Skill Explosion and Harness Framework Consolidation
Original: Tweet · Kasong (@kasong2048) · March 30, 2026 Engagement: 464 likes · 41 retweets · 68K views · 558 bookmarks Category: Industry Perspective / Practice
The Problem
"Many programmers' Skill counts have gotten completely out of control."
Kasong observed a widespread phenomenon: developers install superpowers today, get talked into compound-engineering tomorrow, and follow the trend with gstack the day after. Skill counts balloon to dozens in no time, and the switching and recall logic between Skills becomes incredibly unstable.
Root Cause
These frameworks are all explorations of Harness Engineering best practices, each with highlights, but with overlapping capabilities. Current Skill management tools take the approach of "hiding complexity" (enable/disable a Skill), rather than "reducing complexity."
Kasong's Solution
Use one framework as the foundation and merge highlights from other frameworks into it, rather than installing them in parallel:
Select base framework (e.g., superpowers)
→ Identify unique highlights from other frameworks (e.g., compound's continuous learning)

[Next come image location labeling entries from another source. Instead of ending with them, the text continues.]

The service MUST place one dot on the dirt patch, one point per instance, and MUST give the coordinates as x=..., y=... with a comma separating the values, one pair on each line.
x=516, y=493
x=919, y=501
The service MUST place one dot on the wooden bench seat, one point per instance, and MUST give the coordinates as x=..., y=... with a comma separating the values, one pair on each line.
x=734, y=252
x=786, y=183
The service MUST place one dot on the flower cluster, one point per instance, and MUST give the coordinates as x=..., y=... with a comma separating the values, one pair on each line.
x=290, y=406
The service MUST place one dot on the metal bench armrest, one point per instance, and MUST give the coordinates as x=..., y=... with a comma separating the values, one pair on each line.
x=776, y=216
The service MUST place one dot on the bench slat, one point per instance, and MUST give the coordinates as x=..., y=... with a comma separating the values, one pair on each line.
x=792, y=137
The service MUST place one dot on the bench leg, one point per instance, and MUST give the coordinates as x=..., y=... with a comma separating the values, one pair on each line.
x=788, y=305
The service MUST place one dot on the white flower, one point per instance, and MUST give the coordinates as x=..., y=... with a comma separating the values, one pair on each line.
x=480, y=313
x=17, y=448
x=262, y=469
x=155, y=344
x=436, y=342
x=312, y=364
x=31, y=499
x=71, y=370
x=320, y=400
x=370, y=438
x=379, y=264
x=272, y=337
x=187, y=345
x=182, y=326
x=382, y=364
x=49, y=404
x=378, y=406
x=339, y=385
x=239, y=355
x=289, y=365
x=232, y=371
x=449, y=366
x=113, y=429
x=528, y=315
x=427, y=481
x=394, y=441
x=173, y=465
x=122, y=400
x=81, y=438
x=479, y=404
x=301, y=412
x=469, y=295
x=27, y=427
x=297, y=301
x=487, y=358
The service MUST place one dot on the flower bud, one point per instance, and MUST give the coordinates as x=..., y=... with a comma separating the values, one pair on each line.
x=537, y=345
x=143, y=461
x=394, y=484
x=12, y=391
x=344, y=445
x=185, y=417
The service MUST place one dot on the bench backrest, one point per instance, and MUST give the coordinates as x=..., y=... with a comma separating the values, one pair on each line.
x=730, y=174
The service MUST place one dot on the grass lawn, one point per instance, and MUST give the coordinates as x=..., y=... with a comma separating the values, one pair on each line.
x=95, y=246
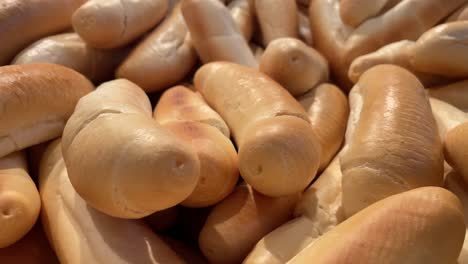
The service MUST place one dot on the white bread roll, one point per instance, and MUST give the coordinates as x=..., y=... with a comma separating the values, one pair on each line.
x=69, y=50
x=108, y=24
x=24, y=21
x=214, y=33
x=144, y=166
x=421, y=226
x=37, y=100
x=163, y=58
x=19, y=199
x=268, y=125
x=393, y=140
x=80, y=234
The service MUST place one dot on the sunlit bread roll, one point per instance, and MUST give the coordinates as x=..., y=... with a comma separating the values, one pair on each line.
x=218, y=161
x=268, y=125
x=318, y=211
x=69, y=50
x=36, y=101
x=214, y=33
x=25, y=21
x=394, y=145
x=328, y=111
x=19, y=199
x=181, y=103
x=239, y=221
x=138, y=167
x=421, y=226
x=80, y=234
x=172, y=56
x=277, y=19
x=294, y=65
x=108, y=24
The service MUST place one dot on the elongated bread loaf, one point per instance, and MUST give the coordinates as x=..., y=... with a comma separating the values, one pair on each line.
x=24, y=21
x=268, y=125
x=429, y=222
x=19, y=199
x=139, y=167
x=80, y=234
x=36, y=101
x=172, y=56
x=395, y=144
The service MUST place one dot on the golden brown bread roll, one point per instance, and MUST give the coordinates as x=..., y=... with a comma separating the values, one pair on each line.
x=455, y=94
x=108, y=24
x=25, y=21
x=318, y=211
x=294, y=65
x=214, y=33
x=37, y=100
x=277, y=19
x=163, y=58
x=70, y=50
x=31, y=249
x=456, y=149
x=328, y=111
x=238, y=222
x=218, y=161
x=144, y=166
x=19, y=199
x=394, y=145
x=421, y=226
x=80, y=234
x=181, y=103
x=268, y=125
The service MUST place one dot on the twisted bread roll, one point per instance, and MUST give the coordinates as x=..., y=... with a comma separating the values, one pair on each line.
x=19, y=199
x=70, y=50
x=425, y=225
x=394, y=145
x=180, y=103
x=253, y=213
x=115, y=23
x=80, y=234
x=37, y=100
x=294, y=65
x=25, y=21
x=145, y=167
x=268, y=125
x=172, y=56
x=214, y=33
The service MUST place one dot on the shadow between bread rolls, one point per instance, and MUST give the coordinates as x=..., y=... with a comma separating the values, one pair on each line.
x=136, y=167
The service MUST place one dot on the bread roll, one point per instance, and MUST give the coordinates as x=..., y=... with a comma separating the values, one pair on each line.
x=31, y=249
x=268, y=125
x=277, y=19
x=294, y=65
x=214, y=33
x=70, y=50
x=395, y=145
x=163, y=58
x=80, y=234
x=25, y=21
x=243, y=13
x=218, y=162
x=19, y=199
x=180, y=103
x=328, y=111
x=36, y=101
x=318, y=211
x=237, y=223
x=144, y=166
x=455, y=94
x=421, y=226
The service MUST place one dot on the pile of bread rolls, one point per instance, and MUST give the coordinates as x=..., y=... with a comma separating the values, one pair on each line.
x=235, y=131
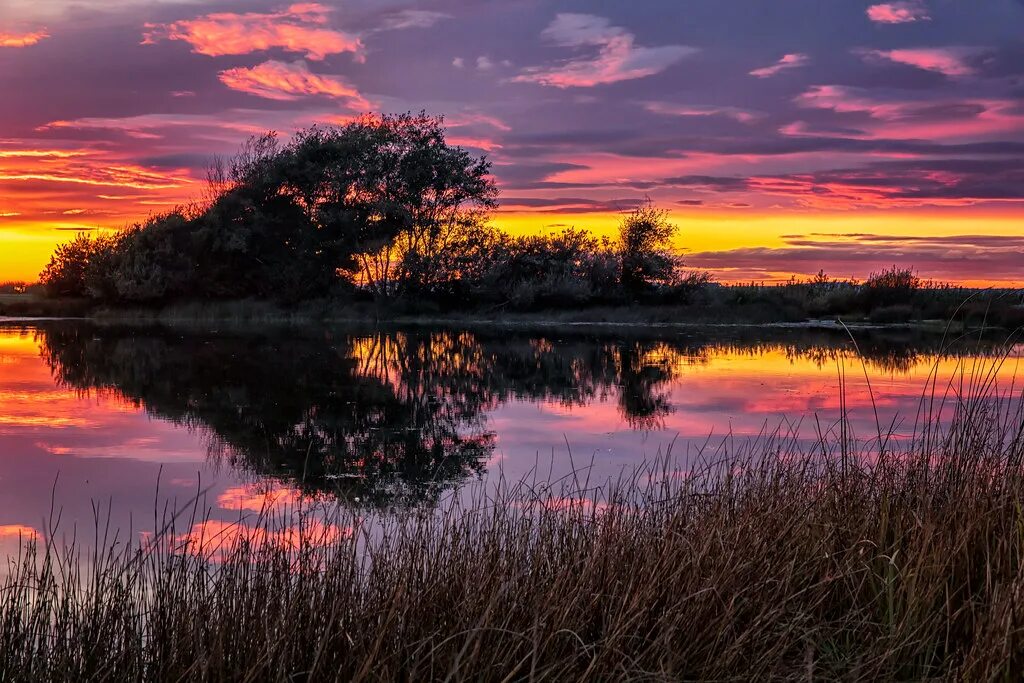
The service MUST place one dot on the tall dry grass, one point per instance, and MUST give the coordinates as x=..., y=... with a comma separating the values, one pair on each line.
x=829, y=560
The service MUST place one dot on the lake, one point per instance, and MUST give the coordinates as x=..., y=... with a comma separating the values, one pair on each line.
x=125, y=421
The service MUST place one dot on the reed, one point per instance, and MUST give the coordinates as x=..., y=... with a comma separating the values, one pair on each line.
x=833, y=557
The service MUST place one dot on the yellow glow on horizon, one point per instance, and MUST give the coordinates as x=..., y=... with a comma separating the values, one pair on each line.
x=26, y=248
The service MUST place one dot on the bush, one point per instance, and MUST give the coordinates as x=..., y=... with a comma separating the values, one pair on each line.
x=890, y=287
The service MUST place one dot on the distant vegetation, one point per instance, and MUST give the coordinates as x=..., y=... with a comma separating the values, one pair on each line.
x=380, y=208
x=384, y=210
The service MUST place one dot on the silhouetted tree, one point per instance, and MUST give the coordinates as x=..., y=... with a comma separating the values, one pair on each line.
x=644, y=243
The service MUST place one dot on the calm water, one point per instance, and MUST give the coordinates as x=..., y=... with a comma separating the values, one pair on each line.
x=92, y=415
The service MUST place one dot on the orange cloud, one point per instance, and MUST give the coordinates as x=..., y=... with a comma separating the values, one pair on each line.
x=23, y=40
x=278, y=80
x=946, y=60
x=300, y=29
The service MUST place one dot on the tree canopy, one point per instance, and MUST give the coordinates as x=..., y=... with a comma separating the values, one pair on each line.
x=383, y=207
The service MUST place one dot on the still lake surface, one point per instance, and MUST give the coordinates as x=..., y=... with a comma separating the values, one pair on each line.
x=132, y=419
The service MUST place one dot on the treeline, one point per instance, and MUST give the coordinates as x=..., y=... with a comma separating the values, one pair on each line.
x=380, y=208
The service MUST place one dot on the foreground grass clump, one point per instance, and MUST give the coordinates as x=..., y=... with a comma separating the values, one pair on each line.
x=787, y=563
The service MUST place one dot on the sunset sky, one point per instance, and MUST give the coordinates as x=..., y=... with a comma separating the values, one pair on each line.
x=783, y=135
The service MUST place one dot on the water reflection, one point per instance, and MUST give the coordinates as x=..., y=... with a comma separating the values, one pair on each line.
x=396, y=418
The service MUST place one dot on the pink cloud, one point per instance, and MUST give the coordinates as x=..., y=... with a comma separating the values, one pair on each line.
x=617, y=58
x=300, y=29
x=23, y=40
x=278, y=80
x=792, y=60
x=949, y=120
x=947, y=60
x=898, y=12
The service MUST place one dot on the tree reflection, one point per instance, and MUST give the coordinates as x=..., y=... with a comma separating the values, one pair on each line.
x=390, y=418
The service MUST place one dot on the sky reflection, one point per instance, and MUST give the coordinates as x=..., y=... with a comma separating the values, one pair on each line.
x=91, y=416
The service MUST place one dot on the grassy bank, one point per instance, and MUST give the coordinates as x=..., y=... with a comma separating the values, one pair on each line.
x=781, y=562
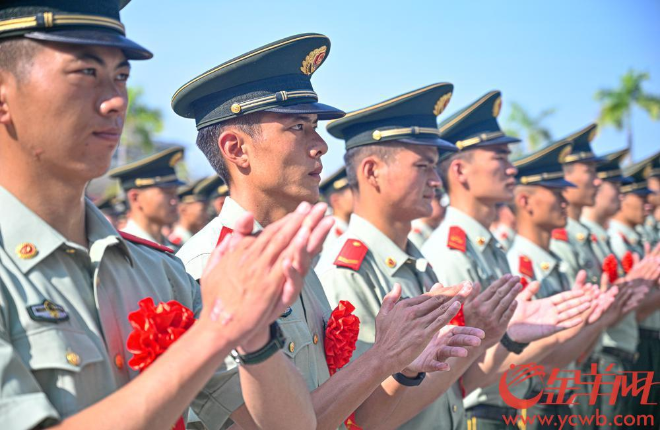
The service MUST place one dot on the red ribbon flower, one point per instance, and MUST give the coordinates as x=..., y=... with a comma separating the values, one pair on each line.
x=627, y=261
x=610, y=266
x=155, y=328
x=341, y=336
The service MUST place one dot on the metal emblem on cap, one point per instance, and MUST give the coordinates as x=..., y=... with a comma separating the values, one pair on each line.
x=26, y=250
x=497, y=106
x=313, y=60
x=441, y=104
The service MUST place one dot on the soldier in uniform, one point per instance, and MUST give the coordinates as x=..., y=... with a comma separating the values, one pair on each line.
x=151, y=185
x=68, y=279
x=339, y=196
x=193, y=213
x=257, y=116
x=477, y=178
x=504, y=226
x=422, y=228
x=540, y=208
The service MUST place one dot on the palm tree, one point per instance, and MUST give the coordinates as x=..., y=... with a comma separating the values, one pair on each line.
x=617, y=104
x=142, y=123
x=522, y=123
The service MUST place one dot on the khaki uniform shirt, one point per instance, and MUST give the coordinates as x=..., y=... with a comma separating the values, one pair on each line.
x=577, y=253
x=624, y=335
x=54, y=364
x=384, y=265
x=623, y=239
x=303, y=327
x=419, y=233
x=483, y=261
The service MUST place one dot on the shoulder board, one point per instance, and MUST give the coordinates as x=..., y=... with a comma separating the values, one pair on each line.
x=457, y=238
x=223, y=233
x=150, y=244
x=351, y=254
x=525, y=267
x=560, y=234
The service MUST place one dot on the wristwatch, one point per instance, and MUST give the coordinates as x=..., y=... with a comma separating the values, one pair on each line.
x=511, y=345
x=274, y=344
x=409, y=382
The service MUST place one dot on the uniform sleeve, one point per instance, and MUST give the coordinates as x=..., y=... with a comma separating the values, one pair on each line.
x=23, y=405
x=357, y=288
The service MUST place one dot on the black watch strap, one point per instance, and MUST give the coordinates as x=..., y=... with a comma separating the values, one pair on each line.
x=275, y=343
x=511, y=345
x=409, y=382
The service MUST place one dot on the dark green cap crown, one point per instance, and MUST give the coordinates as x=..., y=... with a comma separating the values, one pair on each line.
x=409, y=118
x=476, y=125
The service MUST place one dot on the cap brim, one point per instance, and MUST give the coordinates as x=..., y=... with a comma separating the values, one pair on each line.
x=132, y=50
x=441, y=144
x=323, y=111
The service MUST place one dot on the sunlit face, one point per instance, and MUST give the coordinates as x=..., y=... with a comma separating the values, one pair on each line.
x=409, y=181
x=608, y=198
x=285, y=159
x=67, y=115
x=490, y=175
x=583, y=175
x=158, y=204
x=653, y=183
x=547, y=207
x=632, y=208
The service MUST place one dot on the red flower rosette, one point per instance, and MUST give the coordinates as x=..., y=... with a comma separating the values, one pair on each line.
x=341, y=336
x=627, y=261
x=155, y=328
x=610, y=266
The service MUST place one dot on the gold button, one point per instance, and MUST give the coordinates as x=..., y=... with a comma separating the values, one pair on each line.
x=119, y=361
x=73, y=358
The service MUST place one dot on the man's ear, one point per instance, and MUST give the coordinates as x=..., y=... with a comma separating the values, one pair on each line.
x=232, y=146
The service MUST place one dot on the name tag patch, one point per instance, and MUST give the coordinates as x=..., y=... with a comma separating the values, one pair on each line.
x=48, y=312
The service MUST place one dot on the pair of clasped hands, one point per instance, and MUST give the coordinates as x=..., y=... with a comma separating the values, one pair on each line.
x=250, y=280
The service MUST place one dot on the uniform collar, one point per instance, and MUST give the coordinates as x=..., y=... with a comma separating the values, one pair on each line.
x=542, y=258
x=20, y=226
x=630, y=233
x=231, y=212
x=479, y=235
x=387, y=254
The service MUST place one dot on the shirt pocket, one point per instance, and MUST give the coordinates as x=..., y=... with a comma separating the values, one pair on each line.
x=67, y=365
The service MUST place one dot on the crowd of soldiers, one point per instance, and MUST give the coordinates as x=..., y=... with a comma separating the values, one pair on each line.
x=459, y=262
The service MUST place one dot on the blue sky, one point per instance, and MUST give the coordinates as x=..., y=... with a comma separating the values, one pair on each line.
x=540, y=54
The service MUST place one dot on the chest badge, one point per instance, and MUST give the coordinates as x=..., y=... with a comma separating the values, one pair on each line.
x=48, y=312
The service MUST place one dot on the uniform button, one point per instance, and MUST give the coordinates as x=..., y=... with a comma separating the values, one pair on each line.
x=119, y=361
x=73, y=358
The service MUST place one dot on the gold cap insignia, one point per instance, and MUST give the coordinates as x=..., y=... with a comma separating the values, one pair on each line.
x=647, y=171
x=441, y=104
x=26, y=250
x=592, y=134
x=497, y=106
x=313, y=60
x=564, y=153
x=175, y=158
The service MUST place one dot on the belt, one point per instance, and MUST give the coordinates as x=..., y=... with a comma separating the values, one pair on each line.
x=490, y=412
x=646, y=333
x=631, y=357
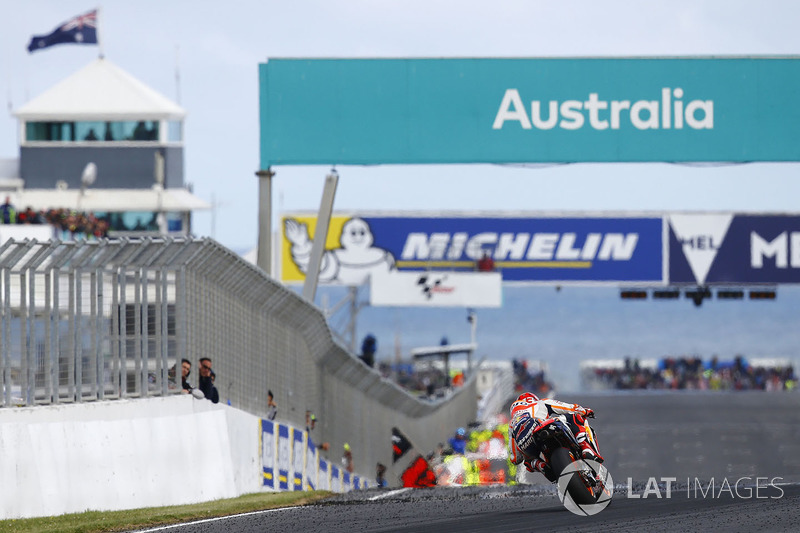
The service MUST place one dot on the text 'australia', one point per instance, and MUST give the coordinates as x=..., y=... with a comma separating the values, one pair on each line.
x=670, y=112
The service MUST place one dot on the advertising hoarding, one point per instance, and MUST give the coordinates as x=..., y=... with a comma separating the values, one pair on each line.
x=728, y=249
x=525, y=249
x=521, y=110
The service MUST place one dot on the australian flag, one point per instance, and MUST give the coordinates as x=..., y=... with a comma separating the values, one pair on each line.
x=79, y=30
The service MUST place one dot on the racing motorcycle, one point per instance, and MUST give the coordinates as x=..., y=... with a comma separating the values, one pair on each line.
x=553, y=441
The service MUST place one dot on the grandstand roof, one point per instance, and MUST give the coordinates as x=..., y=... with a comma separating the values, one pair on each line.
x=100, y=91
x=109, y=200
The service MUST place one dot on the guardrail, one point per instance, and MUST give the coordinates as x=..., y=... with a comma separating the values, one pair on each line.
x=100, y=320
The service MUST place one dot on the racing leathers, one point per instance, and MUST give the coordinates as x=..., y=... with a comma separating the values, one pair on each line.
x=529, y=405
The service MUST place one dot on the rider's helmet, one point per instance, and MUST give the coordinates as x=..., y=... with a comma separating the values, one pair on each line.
x=523, y=435
x=525, y=395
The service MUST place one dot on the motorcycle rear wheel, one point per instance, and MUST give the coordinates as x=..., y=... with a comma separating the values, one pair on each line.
x=581, y=492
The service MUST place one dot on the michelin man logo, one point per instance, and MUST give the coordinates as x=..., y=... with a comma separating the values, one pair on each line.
x=351, y=263
x=586, y=509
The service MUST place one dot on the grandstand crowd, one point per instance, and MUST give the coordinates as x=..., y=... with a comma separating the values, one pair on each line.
x=66, y=223
x=693, y=373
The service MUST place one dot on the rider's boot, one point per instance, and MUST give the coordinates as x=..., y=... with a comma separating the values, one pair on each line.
x=537, y=465
x=587, y=451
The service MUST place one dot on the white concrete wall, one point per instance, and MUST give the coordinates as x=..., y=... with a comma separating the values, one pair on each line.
x=125, y=454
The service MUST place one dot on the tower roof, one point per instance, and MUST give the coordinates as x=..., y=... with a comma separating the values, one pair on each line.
x=100, y=91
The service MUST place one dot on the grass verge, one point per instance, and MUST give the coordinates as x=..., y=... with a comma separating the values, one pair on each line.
x=105, y=521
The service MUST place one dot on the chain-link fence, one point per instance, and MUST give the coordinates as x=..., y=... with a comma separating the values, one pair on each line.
x=84, y=321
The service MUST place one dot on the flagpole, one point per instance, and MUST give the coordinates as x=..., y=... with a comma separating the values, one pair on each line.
x=97, y=31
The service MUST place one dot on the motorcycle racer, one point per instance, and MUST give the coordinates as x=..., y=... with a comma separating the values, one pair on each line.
x=527, y=411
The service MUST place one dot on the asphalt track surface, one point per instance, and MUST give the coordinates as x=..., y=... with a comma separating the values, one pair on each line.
x=525, y=508
x=731, y=462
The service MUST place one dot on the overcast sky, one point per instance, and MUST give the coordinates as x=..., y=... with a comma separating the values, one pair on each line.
x=217, y=47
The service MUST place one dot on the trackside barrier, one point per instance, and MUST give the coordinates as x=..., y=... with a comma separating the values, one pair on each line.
x=89, y=321
x=291, y=461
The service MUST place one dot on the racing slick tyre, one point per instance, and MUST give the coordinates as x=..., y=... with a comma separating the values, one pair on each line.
x=581, y=492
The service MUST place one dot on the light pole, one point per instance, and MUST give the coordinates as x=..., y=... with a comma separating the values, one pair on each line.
x=264, y=257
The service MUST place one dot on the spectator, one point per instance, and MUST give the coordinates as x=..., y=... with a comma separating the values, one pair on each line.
x=206, y=382
x=380, y=475
x=109, y=136
x=311, y=421
x=347, y=458
x=459, y=441
x=368, y=348
x=186, y=368
x=8, y=214
x=272, y=407
x=486, y=263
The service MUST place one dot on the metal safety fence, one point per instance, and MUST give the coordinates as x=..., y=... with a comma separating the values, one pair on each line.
x=101, y=320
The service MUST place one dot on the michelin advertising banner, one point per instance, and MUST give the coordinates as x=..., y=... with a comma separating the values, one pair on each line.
x=709, y=249
x=518, y=110
x=524, y=249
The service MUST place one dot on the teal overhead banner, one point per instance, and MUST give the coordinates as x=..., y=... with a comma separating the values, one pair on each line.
x=401, y=111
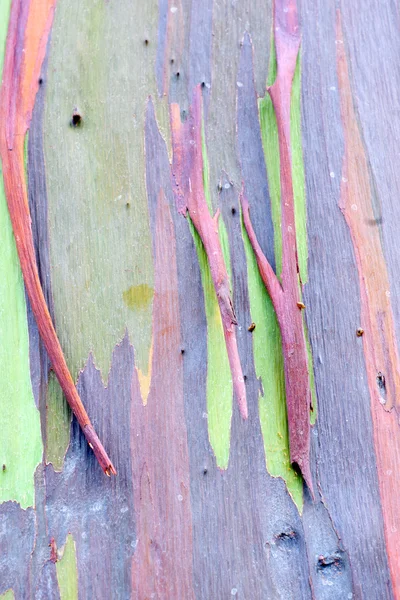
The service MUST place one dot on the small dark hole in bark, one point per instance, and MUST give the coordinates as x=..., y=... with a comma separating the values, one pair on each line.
x=286, y=536
x=380, y=380
x=76, y=120
x=330, y=562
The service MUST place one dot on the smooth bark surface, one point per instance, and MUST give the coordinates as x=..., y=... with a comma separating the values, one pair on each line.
x=165, y=319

→ Use Skills to merge and test other Skills
→ Control the rate of Skill count explosion
Key insight: Use Skills to manage Skills. The merging and testing work itself is also done by the Agent.
Why It Matters
Skill explosion is a systemic problem facing Harness Engineering:
- Low discovery cost — Installing a Skill is too easy
- High removal cost — You're not sure if removing it will cause problems
- Hard interaction testing — The combined behavior of Skill A and Skill B is hard to predict
This is a different manifestation of the same problem described in Zeratul's Law about harness bloat. One occurs at the harness level, the other at the skill level.